When it comes to the wild conspiracy theories about Russia now circulated by the Western media, Russians are also able to grasp that it’s all drivel, but their understanding has no effect on the irreproachable reputation of these newspapers and TV stations, whose standing remains unchanged no matter how many Russians stop believing in them. And we truly have no right, moral or otherwise, to criticize the Western news giants. We are too small, provincial, and backward, and this isn’t a case where someone needs to hand back a corrected celestial map. Instead, it’s probably time to treat the map like a fake, and to realize that nobody really knows what the hell is up there in the sky.

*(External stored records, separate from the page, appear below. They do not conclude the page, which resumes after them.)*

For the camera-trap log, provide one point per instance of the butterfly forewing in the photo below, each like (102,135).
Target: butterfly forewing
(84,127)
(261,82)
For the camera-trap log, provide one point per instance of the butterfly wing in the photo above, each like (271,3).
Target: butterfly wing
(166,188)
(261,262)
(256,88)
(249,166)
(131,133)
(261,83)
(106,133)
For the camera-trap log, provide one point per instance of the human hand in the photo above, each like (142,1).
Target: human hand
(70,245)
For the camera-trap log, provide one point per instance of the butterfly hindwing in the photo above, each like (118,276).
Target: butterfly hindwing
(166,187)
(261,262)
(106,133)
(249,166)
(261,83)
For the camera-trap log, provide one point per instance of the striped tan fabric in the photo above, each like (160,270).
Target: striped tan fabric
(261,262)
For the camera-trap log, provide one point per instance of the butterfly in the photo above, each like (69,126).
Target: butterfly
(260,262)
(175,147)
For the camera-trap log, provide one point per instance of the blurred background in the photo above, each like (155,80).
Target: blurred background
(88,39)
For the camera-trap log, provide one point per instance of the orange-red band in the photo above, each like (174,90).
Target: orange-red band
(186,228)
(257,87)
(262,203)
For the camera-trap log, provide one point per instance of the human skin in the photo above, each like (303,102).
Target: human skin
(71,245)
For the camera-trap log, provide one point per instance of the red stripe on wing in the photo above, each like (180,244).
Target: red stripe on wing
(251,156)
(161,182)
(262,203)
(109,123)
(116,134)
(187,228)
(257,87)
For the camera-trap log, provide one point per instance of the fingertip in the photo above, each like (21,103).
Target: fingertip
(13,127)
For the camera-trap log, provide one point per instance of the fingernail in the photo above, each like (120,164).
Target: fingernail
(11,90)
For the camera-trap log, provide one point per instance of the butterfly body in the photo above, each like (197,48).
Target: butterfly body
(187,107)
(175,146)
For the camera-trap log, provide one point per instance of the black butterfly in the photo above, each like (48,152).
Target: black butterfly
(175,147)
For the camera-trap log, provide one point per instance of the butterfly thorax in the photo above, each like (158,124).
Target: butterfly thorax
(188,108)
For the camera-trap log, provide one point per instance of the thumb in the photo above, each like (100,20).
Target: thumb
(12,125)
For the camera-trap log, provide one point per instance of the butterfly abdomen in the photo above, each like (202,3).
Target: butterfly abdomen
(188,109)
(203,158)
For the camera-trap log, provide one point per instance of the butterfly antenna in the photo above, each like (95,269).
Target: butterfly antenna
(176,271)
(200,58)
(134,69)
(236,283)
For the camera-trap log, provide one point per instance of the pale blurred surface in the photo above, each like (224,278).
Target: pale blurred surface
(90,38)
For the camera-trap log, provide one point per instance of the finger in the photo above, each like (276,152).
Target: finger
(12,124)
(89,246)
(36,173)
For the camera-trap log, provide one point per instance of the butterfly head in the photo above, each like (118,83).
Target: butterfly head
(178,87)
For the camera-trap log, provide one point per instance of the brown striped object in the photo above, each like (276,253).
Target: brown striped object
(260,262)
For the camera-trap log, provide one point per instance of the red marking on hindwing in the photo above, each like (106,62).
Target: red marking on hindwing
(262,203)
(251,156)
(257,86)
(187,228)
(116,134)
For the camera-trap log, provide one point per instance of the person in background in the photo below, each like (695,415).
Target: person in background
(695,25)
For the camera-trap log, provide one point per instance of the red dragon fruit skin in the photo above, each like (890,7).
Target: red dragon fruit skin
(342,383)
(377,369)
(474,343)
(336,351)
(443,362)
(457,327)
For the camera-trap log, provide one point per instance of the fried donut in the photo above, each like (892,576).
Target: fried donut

All this sounds a bit like “there are no hipsters in America,” but if they’re really aren’t any hipsters then it would be important news for us. The Western press has already reported so many inaccurate, exaggerated, knowingly untrue things about Russia that today the Russian reader who seriously starts talking about Yuri Milner as an agent of the Kremlin is either a very naive person or a cynical hypocrite. Until now, this characterization has applied mainly to the audience of Russia’s state television networks. Today, it also works with those who look for truth about Russia in the Western media. It’s probably still too soon to call this a tectonic shift, but it’s nonetheless important to note this potentially important factor: the crisis of faith (the faith of us provincial Russians) in the Western news media will inevitably affect Russia’s public atmosphere.